World Bulletin/News Desk
Eight Uighurs from East Turkistan were sentenced with the death penalty.
According to news from Chinese state media, eight people were senteced to the death penalty along with five people who were given life imprisonment. The defendants were held responsible for a knife attack at a train station as well as an attack on the marketplace. The attack took place on the last day of Chinese President Xi Jinping's visit to the train station in East Turkestan last April.
Attacks have increased alongside increasing pressure from China in East Turkistan. In the past year, at least 200 people have died as a result of said attacks.
State television broadcast interviews with some of the defendants, who said they had been led astray and regretted their actions.
In such a heavily politicised environment, a fair trial was impossible, said Dilxat Raxit, spokesman for exile group the World Uyghur Congress.
"China has not looked at all for the root causes of the incident from the point of view of their own extreme policies," he said in an emailed statement.
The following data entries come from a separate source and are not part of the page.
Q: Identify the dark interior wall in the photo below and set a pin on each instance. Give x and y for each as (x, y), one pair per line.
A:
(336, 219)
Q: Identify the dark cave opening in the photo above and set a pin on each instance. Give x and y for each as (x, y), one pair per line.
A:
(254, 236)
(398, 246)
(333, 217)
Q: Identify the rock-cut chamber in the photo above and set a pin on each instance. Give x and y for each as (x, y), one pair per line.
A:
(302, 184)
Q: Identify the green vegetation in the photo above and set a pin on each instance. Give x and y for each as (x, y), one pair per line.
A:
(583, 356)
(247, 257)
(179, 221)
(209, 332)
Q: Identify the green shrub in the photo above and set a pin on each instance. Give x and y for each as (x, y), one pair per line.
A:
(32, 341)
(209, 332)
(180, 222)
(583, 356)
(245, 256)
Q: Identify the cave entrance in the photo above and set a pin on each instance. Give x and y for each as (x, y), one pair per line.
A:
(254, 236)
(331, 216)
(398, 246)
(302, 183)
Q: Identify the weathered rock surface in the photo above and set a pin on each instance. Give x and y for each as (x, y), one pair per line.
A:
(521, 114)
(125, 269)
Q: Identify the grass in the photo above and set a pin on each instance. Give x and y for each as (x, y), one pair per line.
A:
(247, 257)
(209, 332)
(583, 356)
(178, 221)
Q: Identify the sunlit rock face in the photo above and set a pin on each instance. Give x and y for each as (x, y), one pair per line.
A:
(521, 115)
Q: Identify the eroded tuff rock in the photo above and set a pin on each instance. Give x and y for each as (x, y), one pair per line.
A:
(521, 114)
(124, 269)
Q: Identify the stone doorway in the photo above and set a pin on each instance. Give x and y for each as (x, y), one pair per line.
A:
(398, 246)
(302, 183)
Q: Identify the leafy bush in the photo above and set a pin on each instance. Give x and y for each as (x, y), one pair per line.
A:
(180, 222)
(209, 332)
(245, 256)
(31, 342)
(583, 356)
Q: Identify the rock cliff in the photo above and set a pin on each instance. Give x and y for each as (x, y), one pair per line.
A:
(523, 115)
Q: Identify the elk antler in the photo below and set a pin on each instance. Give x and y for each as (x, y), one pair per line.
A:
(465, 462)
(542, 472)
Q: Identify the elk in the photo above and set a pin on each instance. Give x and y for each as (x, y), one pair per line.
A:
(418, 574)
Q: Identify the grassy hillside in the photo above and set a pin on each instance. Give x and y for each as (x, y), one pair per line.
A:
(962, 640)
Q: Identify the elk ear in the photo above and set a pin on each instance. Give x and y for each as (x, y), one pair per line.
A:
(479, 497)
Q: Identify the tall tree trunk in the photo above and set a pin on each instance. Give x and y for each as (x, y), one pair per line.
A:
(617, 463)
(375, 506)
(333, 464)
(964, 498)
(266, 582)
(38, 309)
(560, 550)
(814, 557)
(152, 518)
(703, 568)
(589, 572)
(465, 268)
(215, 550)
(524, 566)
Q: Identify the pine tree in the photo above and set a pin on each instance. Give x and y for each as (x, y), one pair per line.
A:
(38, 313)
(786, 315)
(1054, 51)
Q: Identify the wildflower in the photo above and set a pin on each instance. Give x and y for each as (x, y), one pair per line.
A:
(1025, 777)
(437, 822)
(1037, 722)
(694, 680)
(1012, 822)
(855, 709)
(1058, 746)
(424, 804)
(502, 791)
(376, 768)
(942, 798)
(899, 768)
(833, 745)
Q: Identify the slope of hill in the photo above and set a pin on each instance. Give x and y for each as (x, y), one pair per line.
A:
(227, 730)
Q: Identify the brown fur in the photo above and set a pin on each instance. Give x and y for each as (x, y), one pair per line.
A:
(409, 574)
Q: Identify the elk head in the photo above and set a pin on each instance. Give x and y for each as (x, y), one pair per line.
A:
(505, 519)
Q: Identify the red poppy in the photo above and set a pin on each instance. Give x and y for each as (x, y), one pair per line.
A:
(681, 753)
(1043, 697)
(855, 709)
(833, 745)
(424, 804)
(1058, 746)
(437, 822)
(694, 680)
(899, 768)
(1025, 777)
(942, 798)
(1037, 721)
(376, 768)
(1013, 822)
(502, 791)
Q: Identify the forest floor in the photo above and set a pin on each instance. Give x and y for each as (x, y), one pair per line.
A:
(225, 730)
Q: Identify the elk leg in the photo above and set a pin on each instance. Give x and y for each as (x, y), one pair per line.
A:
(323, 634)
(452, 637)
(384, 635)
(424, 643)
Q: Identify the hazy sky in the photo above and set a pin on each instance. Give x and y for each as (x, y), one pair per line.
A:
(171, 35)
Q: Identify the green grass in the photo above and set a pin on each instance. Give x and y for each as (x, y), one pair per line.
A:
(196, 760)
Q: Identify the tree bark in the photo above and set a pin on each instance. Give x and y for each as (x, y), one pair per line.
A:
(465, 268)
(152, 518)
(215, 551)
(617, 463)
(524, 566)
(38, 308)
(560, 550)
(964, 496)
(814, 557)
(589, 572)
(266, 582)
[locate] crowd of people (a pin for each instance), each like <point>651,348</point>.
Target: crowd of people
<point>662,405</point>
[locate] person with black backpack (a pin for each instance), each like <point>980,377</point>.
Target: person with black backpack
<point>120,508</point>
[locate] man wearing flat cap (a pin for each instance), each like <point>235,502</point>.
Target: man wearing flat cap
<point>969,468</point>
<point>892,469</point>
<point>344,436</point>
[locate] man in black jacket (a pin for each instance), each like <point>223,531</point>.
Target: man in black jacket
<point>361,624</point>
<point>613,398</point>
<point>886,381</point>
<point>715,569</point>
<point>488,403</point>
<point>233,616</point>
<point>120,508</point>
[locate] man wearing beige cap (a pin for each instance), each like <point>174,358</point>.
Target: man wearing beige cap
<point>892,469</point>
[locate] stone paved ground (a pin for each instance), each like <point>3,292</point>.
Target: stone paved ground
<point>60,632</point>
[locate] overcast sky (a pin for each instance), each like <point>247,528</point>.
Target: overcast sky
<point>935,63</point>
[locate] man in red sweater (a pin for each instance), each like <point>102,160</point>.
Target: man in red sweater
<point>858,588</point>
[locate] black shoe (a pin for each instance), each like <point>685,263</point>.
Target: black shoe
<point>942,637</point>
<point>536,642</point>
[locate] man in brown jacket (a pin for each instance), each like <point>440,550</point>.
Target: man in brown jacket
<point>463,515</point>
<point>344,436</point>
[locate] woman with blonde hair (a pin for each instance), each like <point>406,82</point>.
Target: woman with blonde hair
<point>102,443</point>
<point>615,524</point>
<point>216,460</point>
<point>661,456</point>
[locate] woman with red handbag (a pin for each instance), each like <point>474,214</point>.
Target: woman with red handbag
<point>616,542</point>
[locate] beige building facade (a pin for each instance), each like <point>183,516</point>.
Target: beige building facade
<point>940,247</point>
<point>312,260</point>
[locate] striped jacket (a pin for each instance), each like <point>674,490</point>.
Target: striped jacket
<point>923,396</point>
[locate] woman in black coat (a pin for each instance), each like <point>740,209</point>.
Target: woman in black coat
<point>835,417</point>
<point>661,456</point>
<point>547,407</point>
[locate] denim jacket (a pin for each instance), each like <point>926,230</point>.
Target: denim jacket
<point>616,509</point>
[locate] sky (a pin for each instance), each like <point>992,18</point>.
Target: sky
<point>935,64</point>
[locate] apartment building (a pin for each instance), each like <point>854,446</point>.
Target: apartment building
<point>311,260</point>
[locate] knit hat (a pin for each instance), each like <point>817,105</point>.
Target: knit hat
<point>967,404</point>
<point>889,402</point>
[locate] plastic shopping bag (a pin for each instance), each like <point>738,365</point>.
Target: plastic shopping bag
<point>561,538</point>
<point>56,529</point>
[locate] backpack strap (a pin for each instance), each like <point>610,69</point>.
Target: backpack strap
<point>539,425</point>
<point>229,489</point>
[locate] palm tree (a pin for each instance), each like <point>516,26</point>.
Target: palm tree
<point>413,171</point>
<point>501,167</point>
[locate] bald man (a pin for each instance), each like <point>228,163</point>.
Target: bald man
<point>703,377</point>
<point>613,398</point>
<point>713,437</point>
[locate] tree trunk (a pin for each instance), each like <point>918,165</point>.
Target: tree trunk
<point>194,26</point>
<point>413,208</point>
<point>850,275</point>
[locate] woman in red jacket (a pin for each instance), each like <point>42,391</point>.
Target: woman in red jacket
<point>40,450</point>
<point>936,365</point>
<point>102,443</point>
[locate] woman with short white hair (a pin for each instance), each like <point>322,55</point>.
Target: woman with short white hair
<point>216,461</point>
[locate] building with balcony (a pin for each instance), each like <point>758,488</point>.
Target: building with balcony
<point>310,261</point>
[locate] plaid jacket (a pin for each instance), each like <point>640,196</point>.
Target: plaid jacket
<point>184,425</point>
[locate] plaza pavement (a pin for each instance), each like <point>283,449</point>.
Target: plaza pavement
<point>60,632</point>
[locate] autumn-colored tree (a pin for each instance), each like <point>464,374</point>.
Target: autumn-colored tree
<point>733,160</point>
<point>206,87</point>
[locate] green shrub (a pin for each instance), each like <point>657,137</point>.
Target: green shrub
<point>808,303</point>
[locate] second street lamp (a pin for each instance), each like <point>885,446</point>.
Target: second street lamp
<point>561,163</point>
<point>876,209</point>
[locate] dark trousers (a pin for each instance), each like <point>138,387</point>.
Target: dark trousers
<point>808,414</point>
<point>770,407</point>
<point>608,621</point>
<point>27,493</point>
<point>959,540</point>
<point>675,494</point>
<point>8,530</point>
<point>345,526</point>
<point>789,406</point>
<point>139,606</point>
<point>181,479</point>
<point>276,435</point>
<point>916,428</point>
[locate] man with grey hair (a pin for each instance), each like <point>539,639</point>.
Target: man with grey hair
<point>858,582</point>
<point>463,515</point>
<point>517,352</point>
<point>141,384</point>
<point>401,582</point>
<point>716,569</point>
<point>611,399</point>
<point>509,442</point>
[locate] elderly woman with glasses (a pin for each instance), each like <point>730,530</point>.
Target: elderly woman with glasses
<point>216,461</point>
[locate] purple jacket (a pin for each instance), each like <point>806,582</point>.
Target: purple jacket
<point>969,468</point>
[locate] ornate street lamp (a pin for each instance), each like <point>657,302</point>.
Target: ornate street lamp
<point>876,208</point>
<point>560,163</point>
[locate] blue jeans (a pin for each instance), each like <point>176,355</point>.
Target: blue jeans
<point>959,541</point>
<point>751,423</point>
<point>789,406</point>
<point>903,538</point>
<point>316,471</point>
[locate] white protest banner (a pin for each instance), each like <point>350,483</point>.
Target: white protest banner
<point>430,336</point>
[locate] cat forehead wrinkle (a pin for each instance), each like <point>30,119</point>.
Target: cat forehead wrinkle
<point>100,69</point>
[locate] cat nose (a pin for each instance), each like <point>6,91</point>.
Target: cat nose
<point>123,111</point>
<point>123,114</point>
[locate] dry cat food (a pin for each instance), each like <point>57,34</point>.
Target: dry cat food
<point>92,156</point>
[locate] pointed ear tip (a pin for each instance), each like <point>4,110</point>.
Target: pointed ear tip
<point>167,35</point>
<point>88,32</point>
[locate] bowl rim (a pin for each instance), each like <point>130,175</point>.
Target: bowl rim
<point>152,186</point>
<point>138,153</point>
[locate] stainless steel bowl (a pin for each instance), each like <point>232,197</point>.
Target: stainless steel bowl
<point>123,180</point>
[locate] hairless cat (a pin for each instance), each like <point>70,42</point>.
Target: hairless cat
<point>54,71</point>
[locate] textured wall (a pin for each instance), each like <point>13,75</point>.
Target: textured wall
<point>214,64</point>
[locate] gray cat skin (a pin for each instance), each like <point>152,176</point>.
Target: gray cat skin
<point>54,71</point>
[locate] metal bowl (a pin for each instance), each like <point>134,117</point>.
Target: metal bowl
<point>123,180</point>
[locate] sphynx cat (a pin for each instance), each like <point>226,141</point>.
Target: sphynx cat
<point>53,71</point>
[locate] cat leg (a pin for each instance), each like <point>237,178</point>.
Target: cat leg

Exiled Uighur groups and human rights activists say the government's repressive policies in Xinjiang, including controls on Islam, have provoked unrest.
East Turkestan (Xinjiang), resource-rich and strategically located on the borders of central Asia, is crucial to China's growing energy needs. Analysts say most of the proceeds from sales of its resources have gone to majority Han Chinese, stoking resentment among Uighurs.